Czyżby to był objaw zmierzchu wielkopowierzchniowych galerii handlowych? Centrum Arcade Providence zostało otwarte w 1928 roku. W momencie wybudowania budziło zachwyt odwiedzających swoją nowoczesną formą. Niestety w 2008 roku zostało zamknięte, a nieruchomością zainteresował się Evan Granoff. Ten sprytny deweloper postanowił przekształcić pomieszczenia, w których wcześniej stacjonowały znane marki w niewielkie mieszkania. Jego inwestycja kosztowała 7 milionów dolarów.
Dzięki takiemu zabiegowi powstały małe kawalerki o powierzchni od 20 do 40 metrów kwadratowych. Mieszkańcy mają do dyspozycji wielkie podziemne garaże, świetlicę, pralnię oraz miejsce do przechowywania rowerów. Mieszkania są umeblowane, a cena za wynajem zaczynają się od 550 dolarów za miesiąc.
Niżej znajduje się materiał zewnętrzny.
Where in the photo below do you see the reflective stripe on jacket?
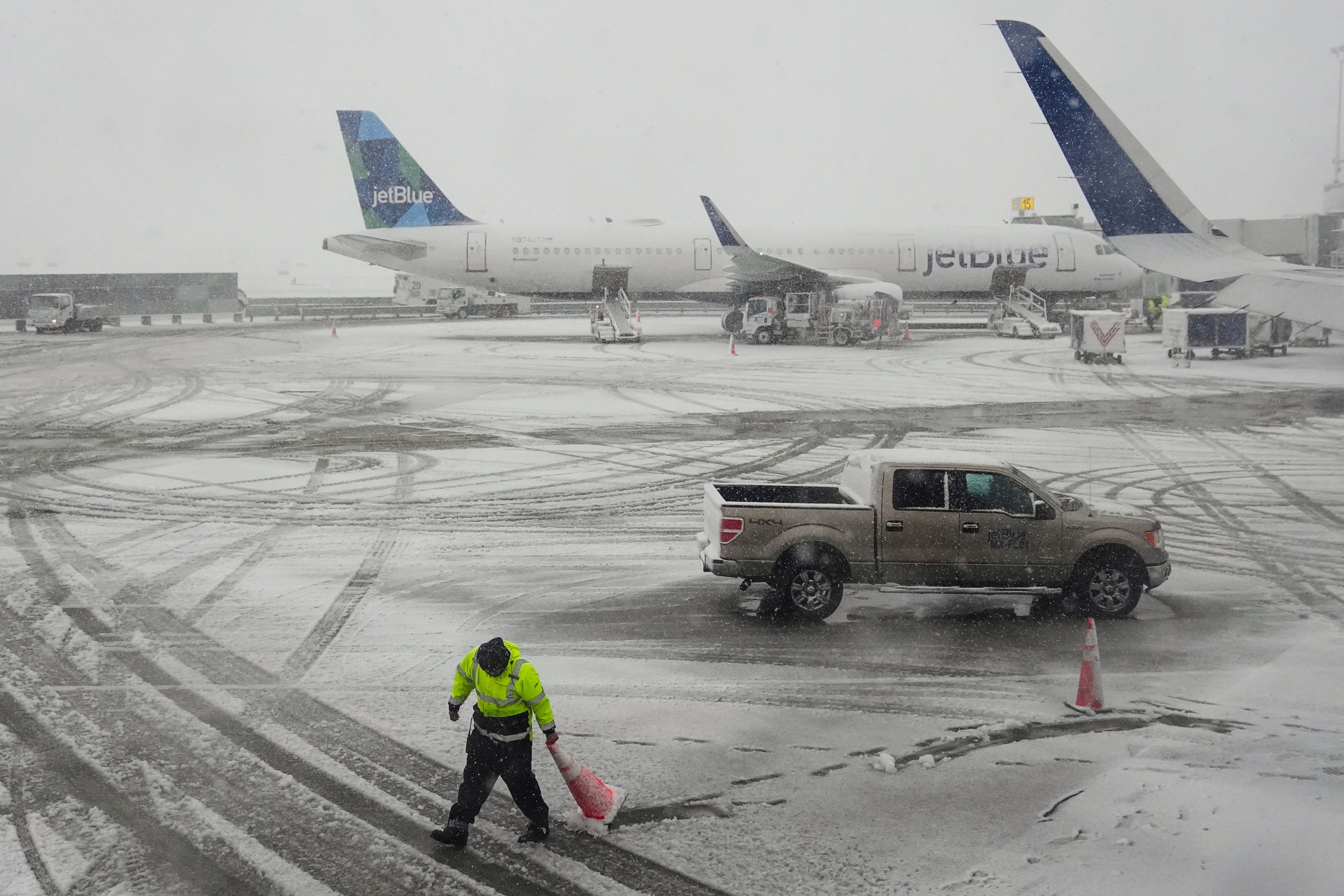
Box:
[448,641,555,742]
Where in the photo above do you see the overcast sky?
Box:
[0,0,1344,291]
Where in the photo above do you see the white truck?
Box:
[742,290,900,345]
[392,274,532,320]
[28,293,121,333]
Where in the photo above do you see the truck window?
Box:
[947,470,1033,516]
[891,470,947,510]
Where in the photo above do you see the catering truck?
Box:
[697,449,1171,619]
[28,293,121,333]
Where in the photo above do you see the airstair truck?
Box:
[1068,312,1125,364]
[28,293,113,333]
[589,289,644,343]
[988,285,1063,339]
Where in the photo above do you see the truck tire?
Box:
[1072,548,1144,619]
[774,553,844,622]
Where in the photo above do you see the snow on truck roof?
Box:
[845,449,1012,472]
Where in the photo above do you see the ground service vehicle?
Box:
[697,449,1171,619]
[392,274,532,320]
[1162,308,1289,357]
[28,293,120,333]
[724,286,900,345]
[1068,312,1125,364]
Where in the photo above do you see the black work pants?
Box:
[448,728,551,827]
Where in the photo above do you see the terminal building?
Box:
[0,273,239,318]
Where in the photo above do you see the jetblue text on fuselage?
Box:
[923,246,1050,277]
[372,187,434,206]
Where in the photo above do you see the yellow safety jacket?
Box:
[448,641,555,743]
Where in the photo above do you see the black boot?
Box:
[517,825,551,844]
[429,821,468,849]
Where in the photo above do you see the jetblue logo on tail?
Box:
[371,187,434,206]
[336,111,480,230]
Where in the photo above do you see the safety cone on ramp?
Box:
[1072,618,1105,712]
[546,744,625,833]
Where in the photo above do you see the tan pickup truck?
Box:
[697,449,1171,619]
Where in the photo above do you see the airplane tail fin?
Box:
[336,110,480,230]
[996,19,1210,236]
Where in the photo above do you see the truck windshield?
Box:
[1012,467,1059,505]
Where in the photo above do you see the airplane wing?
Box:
[997,20,1344,328]
[323,234,427,265]
[700,196,878,287]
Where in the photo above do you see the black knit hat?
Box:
[476,638,508,676]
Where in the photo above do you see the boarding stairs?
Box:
[597,289,643,343]
[1000,283,1061,336]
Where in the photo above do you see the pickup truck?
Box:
[697,449,1171,619]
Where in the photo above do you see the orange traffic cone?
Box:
[546,744,625,825]
[1074,619,1105,711]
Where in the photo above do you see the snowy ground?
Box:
[0,317,1344,895]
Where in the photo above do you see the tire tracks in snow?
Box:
[9,514,723,896]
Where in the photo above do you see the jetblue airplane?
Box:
[997,20,1344,329]
[323,111,1142,304]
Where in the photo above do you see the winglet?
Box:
[700,196,747,249]
[336,110,480,230]
[996,19,1211,236]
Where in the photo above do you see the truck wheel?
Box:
[774,555,844,621]
[1074,551,1144,619]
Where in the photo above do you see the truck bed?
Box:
[711,482,856,505]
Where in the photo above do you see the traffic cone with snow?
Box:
[546,744,625,825]
[1072,618,1105,711]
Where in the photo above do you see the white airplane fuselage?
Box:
[323,224,1142,301]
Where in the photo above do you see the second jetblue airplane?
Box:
[999,20,1344,329]
[323,111,1142,304]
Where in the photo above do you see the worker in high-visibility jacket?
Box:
[430,638,560,848]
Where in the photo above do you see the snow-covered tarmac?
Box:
[0,317,1344,895]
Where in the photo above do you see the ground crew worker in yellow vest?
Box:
[430,638,560,848]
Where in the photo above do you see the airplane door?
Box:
[695,238,714,270]
[466,230,489,271]
[896,236,915,270]
[1055,234,1076,270]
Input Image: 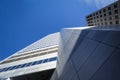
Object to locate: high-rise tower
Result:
[0,33,59,80]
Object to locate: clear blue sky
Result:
[0,0,115,60]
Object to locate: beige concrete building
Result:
[86,0,120,26]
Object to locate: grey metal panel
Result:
[90,49,120,80]
[60,59,76,80]
[91,30,110,42]
[103,31,120,46]
[78,44,114,80]
[72,39,99,70]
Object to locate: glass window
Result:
[115,10,118,14]
[115,15,119,19]
[49,57,57,61]
[0,68,6,72]
[108,7,111,10]
[4,67,11,71]
[109,17,112,20]
[20,63,26,68]
[43,59,48,63]
[104,14,106,16]
[37,60,43,64]
[31,61,38,66]
[108,12,112,15]
[116,21,119,24]
[9,66,17,70]
[114,3,118,8]
[103,9,106,12]
[25,62,32,67]
[100,15,102,17]
[110,22,112,24]
[0,69,2,72]
[14,65,21,69]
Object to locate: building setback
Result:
[86,0,120,26]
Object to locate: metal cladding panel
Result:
[51,25,120,80]
[15,32,59,54]
[0,32,59,78]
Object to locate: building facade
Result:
[0,33,59,80]
[86,0,120,26]
[51,25,120,80]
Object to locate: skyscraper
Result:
[86,0,120,26]
[0,33,59,80]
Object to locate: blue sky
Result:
[0,0,115,60]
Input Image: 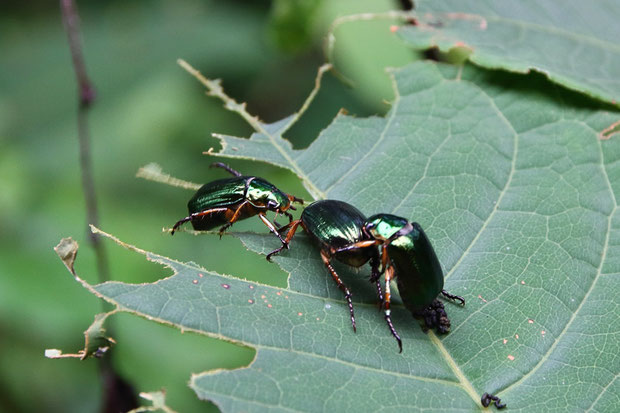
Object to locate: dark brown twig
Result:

Deweloper reklamuje inwestycje jako świetne miejsce do zamieszkania dla młodych ludzi. Twierdzi, że popyt na mieszkania jest ogromy. Taki trend jest popularny na razie w Stanach Zjednoczonych, a jak wiadomo, my bardzo lubimy kopiować zagraniczne tendencje i zachowania. A czy wy wyobrażacie sobie zamieszkania w jednej z polskich galerii handlowych?